Tuesday, February 18, 2014
Justin Bieber is a big pop star. John Lennon was a popular music icon that influenced generations of fans and musicians. For others, like me, Lennon also was an important social and political commentator.
Justin Bieber is not John Lennon, but like Lennon, Bieber should not be deported.
While here on a temporary visa in 1972, Lennon performed at rallies organized to protest the United States’s involvement in the Vietnam War. This caught the attention of President Richard Nixon, who ordered immigration officials to make sure that Lennon was removed after his visa expired. But Lennon and his wife, artist Yoko Ono, had something else in mind. They had come to the United States in large part to seek custody of Ono’s daughter by a former marriage to a U.S. citizen. In the process, they each decided to seek lawful permanent resident status in a category reserved from individuals of “exceptional ability in the sciences or the arts.” After deportation proceedings were commenced, an immigration judge granted Ono’s application, but denied Lennon’s and ordered him deported. Lennon’s artistic standing was indisputable, but the judge ruled that Lennon was excludable because of a 1968 British conviction that Lennon suffered for possession of hashish. A federal court of appeals disagreed and granted Lennon’s application, ruling that the British conviction did not fall within the U.S. marijuana exclusion law.
While Lennon was vilified by the Nixon administration, Bieber is the subject of a petition campaign on the White House website calling on the administration to revoke his status (actually a temporary work visa) because he is a “dangerous” and “drug abusing” threat to the “safety” of the American people. The petition is based on Bieber’s recent run-ins with police related to throwing eggs at his neighbor’s house, driving under the influence, and assaulting a limo driver.
Should we deport Bieber or revoke his visa? No. Paying restitution, community service, and maybe a rehab program seem more appropriate. Yet, every day, the United States deports lawful immigrants and refugees who have been convicted of minor offenses such as shoplifting and writing bad checks. Yes, some have committed more serious crimes involving violence or narcotics, but all have been incarcerated, then deported on top of that.
As a legal services attorney in San Francisco in the 1970s, I represented a number of clients who were being deported because of crimes they had committed. "John," who immigrated as a kid from Hong Kong, had become a gang member. "Linda" was a woman from Canada who came with her parents as a toddler and later became a prostitute. After both were released from prison, I was able to help them convince an immigration judge that they were rehabilitated and on the road to a crime-free life. They were given a second chance, and to this day, both lead stable, productive lives.

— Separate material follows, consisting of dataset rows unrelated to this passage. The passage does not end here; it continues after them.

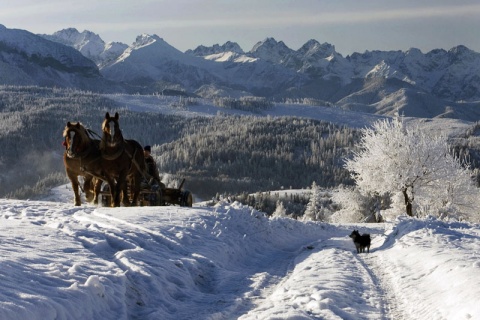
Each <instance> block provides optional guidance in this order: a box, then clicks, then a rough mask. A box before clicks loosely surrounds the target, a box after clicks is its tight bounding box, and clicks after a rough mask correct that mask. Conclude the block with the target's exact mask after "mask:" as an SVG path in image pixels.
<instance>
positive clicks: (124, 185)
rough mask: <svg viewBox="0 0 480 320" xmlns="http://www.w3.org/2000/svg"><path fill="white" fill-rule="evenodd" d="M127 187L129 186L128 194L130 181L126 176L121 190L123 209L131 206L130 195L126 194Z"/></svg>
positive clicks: (130, 187)
mask: <svg viewBox="0 0 480 320" xmlns="http://www.w3.org/2000/svg"><path fill="white" fill-rule="evenodd" d="M128 185H130V192H131V190H132V183H131V179H128V176H127V177H126V178H125V183H124V184H123V188H122V195H123V196H122V203H123V205H124V206H125V207H129V206H131V205H132V204H131V203H130V194H129V193H128Z"/></svg>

Things have changed. After reforms in 1996, the law no longer affords those in John's and Linda's shoes a second chance. In the process, many non-citizens of countless other nationalities are removed from the United States where they have spent their formative years. Most of the convicted lawful residents and refugees have one thing in common under U.S. immigration laws: they are regarded as aggravated felons. Virtually no relief from deportation is available to aggravated felons. Issues of rehabilitation, remorse, family support in the United States, and employment opportunities are irrelevant to an immigration judge's determination of their deportability.
Ridding the country of criminal elements sounds like an admirable goal, but using deportation as the means to achieving this goal is wrong-headed. The impact that deportation has on family members who remain and employers should be devastating. Many deportable foreign nationals have resided in the United States since infancy. Also, deportation implies a failure on the part of the criminal justice system to rehabilitate incarcerated persons, forcing them to serve sentences imposed by U.S. courts and leave the country immediately afterwards in order to protect the public. Rethinking removal and developing reasonable alternatives is a challenge that requires immediate attention. Our current deportation policy destroys the lives of those who fall prey to it and destroys U.S. families and communities in the process. Nothing is gained, and ultimately, we all lose. Congress should reinstate pre-1996 discretion to immigration judges to enable them to make a fair assessment of whether an immigrant deserves a second chance. Short of that, ICE needs to exercise its discretion to grant a probation-type period to individuals to assess their behavior.
The experiment that we call America is a test of our character and our willingness to believe that we can have a strong country that is caring and diverse. Showing compassion and fairness in our immigration policies is not a sign of weakness. Rather, those traits demonstrate a confidence in a rule of law and system of government that metes out punishment when necessary, but understands that regulating the lives of those who seek to live within our borders must be done with compassion, dignity, and understanding. As in previous generations, there is much to admire about individuals who come to our shores seeking freedom and a better life. Whether they are fleeing persecution or entering to seek work in order to better their lives, the newcomers of today are not much different from those of the past. As they become part of our neighborhoods and communities, some may make mistakes, but we do well to remember that supporting rehabilitation, giving a second chance, and providing ways for individuals to mature are essential elements of a civil society. When an individual finally turns the corner and becomes a contributing member, the entire community benefits -- socially, emotionally, and economically.
Just as John Lennon and Justin Bieber deserve second chances, so do lawful immigrants and refugees who have made a mistake.